What developers should remember: Don’t look at this type of endeavor as a free ticket to over-engineer and over-optimize. It is still the minimum viable product, so make sure you aren’t building in extra features that aren’t needed. It is tempting while you are chasing down rabbit trails in the data model to make sure you can handle all of the future requirements to build something more sophisticated than needed, but steering clear of this temptation will lead to a more refined codebase and product.

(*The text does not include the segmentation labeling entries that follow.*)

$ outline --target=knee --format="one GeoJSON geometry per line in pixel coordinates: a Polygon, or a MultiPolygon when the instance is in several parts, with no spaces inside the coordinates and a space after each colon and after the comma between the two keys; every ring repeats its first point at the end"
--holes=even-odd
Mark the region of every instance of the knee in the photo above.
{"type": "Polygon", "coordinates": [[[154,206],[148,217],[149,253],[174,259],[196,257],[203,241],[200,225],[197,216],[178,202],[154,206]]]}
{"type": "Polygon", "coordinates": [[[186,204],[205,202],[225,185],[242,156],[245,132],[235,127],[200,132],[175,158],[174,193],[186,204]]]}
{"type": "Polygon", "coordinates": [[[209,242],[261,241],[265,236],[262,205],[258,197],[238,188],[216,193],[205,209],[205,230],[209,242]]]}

The Iceberg MVP usually occurs by accident when the development team has too much time on their hands and lack a strong direction from the product owner keeping them on track. This type of product is characterized by a product that is already complete and fully featured for the future roadmap, but only a few features are shown to the end user in order to seem like they are trying to keep the first version simplified. The main issue with this type of product is that it doesn’t react well to user feedback. Often a sign that you’ve built an Iceberg MVP comes up when you have to rewrite a lot of code for a feature that wasn’t supposed to be in the MVP after you get user feedback. An example for this type of project is someone who built the groundwork and services for a fully functioning message and notification system on top of a simple time keeping application, but didn’t expose it to the end user. The development team will end up being fine if requirements don’t change after user feedback, so sometimes this type of effort goes unnoticed. Good product owners are able to prevent this type of MVP by maintaining focus on what is being exposed to the end user and giving good feedback about where flexibility should be built in and what can be left less tractable.
What product owners should remember: Even if you aren’t able to code, your function in the product cycle is critical to make sure that the tough decisions are made and the product is kept on track. The product owner should be able to stay away from Iceberg MVPs by not flip flopping on decisions (which leads to developers building more complication by default). If you think you are building an Iceberg MVP, try getting a 3rd party audit of the codebase after showing them what the features are for MVP and see if the code matches the design.
What developers should remember: “Premature optimization is the root of all evil”. This is one of my favorite sayings because often programmers think complication and “cool” ways of doing things make one a better programmer. Simplicity is the mark of a good product creator since simple solutions often solve the problem at hand and allow for complication to come naturally (as it always does) when feedback suggests it is required.
Hopefully this summary of different types of MVPs has sparked the need for a conversation with your team about what type of product you are trying to build. Communication with your team is the most important part of this decision since expectations will only be aligned properly when everyone is on the same page. If you are honest with your team and yourself about what you are setting out to build (or if you are honest about what you have already built) then the process of creating an MVP can be a positive first step towards your product goals rather than a source of frustration for product owners and developers alike.